NEW ORLEANS (Reuters) - Baltimore Ravens defensive coordinator Dean Pees gets a kick out of watching Colin Kaepernick play, but would most enjoy keeping the San Francisco quarterback in check in Sunday’s Super Bowl.
The multi-threat Kaepernick, who gained a record 181 yards rushing in his first NFL playoff game this postseason against Green Bay, runs a read-option package that has kept defenses guessing on whether a run or a pass is coming.
“Any time you play option football, somebody has to have the dive, somebody has to have the quarterback, somebody has to have the pitch,” Pees said on Thursday.
Pees said communication between the defenders and the understanding of their assignments before the snap was critical given the success the strong-armed Kaepernick has had.
Veteran Ravens safety Ed Reed said the various options could lead to confusion.
“You have so much that can come off it,” said Reed. “You got the pass off it, you got the option off it, you got the dive off it, you got the quarterback off it. They might deliver a pizza or two off it, you just don’t know what they gonna come with.”

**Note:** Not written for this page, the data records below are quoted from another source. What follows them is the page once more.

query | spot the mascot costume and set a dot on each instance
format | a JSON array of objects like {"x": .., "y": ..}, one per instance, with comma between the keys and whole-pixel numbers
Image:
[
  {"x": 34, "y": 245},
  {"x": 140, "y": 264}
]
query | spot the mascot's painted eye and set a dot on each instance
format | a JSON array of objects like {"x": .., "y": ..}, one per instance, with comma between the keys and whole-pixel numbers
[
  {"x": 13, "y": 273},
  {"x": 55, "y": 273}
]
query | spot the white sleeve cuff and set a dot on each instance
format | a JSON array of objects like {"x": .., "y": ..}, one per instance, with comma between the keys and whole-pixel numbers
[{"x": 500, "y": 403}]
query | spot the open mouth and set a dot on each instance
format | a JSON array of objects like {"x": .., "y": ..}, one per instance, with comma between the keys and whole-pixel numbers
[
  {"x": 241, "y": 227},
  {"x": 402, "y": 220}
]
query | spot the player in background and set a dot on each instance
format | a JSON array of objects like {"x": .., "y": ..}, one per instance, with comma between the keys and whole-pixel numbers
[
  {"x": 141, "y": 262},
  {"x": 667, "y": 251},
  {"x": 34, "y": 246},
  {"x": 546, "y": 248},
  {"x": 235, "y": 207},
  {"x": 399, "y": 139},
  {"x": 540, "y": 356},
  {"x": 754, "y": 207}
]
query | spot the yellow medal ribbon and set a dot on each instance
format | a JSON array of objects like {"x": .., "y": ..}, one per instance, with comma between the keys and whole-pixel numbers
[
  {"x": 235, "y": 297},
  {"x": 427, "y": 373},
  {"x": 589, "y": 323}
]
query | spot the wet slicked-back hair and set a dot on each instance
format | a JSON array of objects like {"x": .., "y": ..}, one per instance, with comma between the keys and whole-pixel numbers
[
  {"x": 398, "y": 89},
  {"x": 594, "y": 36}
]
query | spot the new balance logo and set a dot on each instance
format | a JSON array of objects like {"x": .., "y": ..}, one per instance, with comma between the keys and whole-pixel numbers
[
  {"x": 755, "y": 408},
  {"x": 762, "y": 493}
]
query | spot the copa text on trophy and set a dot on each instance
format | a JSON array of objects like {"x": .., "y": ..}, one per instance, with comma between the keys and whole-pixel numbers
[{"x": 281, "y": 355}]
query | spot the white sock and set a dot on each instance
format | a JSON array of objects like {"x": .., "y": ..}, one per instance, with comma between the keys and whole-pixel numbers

Pees said he had faith in the Ravens’ plans to contain the 25-year-old Kaepernick, but admired the skill and enthusiasm of the big, fast San Francisco signal caller, who will be making just the 10th start of his NFL career.
“I hate to say this, since I’m defending him, but he’s actually fun to watch,” the Ravens coach said. “He looks like a kid that just wants to pick up a ball and go out and play in the backyard in a pick-up game. He’s done a great, great job and he looks like he’s having fun doing what he’s doing.”
Linebacker Ray Lewis, a 13-time Pro Bowler, said in their film study the Ravens found flaws in how other teams attacked the option plays.
“A lot of people who played against them just never communicated at all,” said Lewis. “I believe that’s one of the advantages of what we have as a defense.
“A lot of people against the read-option just played as individuals. It’s really hard to play that type of package as individuals. You have to play it as a group.”
Pees said the Ravens would vary their assignments to disguise how they were defending those plays.
“It could be a defensive lineman, could be a linebacker, could be a secondary guy,” he said, again stressing communication and execution. “Everybody needs to know what they’ve got before the ball is even snapped.”
“You never play anything the same way. You always have to have change-ups all the time.”
Anticipating the strategic chess match ahead of the game is one thing, and adjusting during the game is another.
“I’m sure they’re going to come up with something new over the two weeks,” Pees said, noting the extra week off since the conference championships. “Just like we probably will.”